Locke & Key: Alpha is two issues telling the story of the climactic battle between the Locke family and the demonic Dodge who is hellbent on unleashing his fellow demons on Earth. Whereas issue one of the final series featured the resolution to the aforementioned final battle, issue two features the fallout, and feels more like an epilogue to the entire series. Some people may look at the word epilogue and roll their eyes, but Hill has spent years developing these characters who readers the world over have come to love, and he wisely realized that closure was not just important to the character, but you the reader as well. It’s as if Hill and Rodriguez have been paying attention to some of the vitriol expressed towards shows on TV that leave things ambiguous or up to the readers imagination as they go off the air. This issue is all resolution and done so with the heart and character we have come to expect from the Locke family and their friends and foes. The keys play a large role, as they should, as emotional reunions commence, an old friend from one of the most beloved L&K stories makes an appearance, things are literally put back where they belong, and we even see the fruits of the labor put into Tyler and Duncan’s summer project. This issue isn’t going to be someone’s first issue of the series, so I know I’m preaching to the choir with everything I’m saying, but for fans of the series this should be viewed as the perfect emotional capstone to a series that has been full of real emotion from the very start, despite all the craziness surrounding Keyhouse.

At this point what else can be said about Gabriel Rodriguez and his artistic contributions to the series? It really does say something this day in age that an artist stays on a series for the entirety of the book’s lifespan. Issue after issue he took everything Joe Hill threw at him, and made it beautiful. There were issues he switched up his style, like in the classic issue Sparrow, or stories like Open The Moon where his work broke our hearts. Then there was every other issue where he brought consistency to the book that really allowed the reader to get comfortable. We didn’t have to worry about anything changing up on us with a different artist, the twists and turns of the story did that enough. We knew what Keyhouse looked like, we could look at a key and know what one it was, and we could see the maturation of the Locke kids under the pencil of one man. I mention all of this because while Rodriguez is given a relatively quiet issue to draw to close out the book, he does so with the same level of talent and consistency mentioned above. He hammers home the emotional scenes, and gives visual callbacks to scenes we’ve seen throughout the series. Locke & Key has been his career defining work, and because of its beauty I know I will be eagerly anticipating what he has in store for the comic book world next.
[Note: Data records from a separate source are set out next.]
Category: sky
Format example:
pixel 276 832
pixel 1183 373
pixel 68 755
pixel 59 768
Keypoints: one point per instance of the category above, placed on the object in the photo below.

If this review is reading more like an eulogy or celebration of Locke & Key as a whole it’s because it is. The series is going to go down in history as one of the finest to ever grace the medium, and instead of going into detail about events of the issue, I wanted to tell you that it works, and it is satisfying. Congratulations to Joe Hill, Gabriel Rodriguez, Jay Fotos, Chris Ryall, IDW and everyone that had a hand in crafting Locke & Key. You all created a masterpiece and it was an honor to be able to experience it.

To the fans who are going to miss the book I leave you with this, “Death is not the end of your life you know. Your body is a lock. Death is the key. The key turns and you’re free. Free to be anywhere. Everywhere.” The story may be over, and Locke & Key may be “dead” but it is not the end. It will live on in the hearts and minds of all it’s fans, in all those fancy collections, and will forever be an example of the best that comics has to offer.